Stausee von Granda
Der Stausee von La Granda ist ein künstliches Feuchtgebiet, das ein wichtiges Überwinterungsgebiet für zahlreiche Wasservögel darstellt. Es handelt sich um ein Gewässer, das von Vegetation und Gebieten mit großem Naturreichtum umgeben ist, in denen verschiedene Pflanzen- und Tierarten leben, die an Feuchtgebiete gebunden sind.
Trotz seiner künstlichen Entstehung hat der Stausee einen bemerkenswerten ökologischen und landschaftlichen Wert erlangt und sich zu einem interessanten Ort für die Vogelbeobachtung und den Erhalt der Artenvielfalt entwickelt. Seine Umgebung vereint Feuchtgebiete, Sumpfvegetation und offene Flächen, die zahlreichen Arten als Rückzugsgebiet und Nahrungsquelle dienen.
Besondere Merkmale
- Ein künstliches Feuchtgebiet von großem ökologischen Wert.

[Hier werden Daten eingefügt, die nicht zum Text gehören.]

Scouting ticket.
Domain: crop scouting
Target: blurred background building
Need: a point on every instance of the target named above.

- Überwinterungsgebiet für Wasservögel.
- Vegetation und Lebensräume in Feuchtgebieten.
- Gebiet, das in das Natura-2000-Netzwerk integriert ist.
- Ein interessantes Gebiet für die Tierbeobachtung.
Wissenswertes
- Zu den in der Bestandsaufnahme aufgeführten Arten zählen der Kormoran, der Graureiher, die Stockente, die Krickente, der Haubentaucher, die Blässhuhn und der Triel.
- Der Stausee ist Teil des Schutzgebiets des Naturdenkmals „Charca de Zeluán und Ensenada de Llodero“.
- Obwohl es sich um eine künstliche Anlage handelt, hat sie sich im Laufe der Zeit zu einem der ornithologisch interessantesten Orte der Gemeinde entwickelt.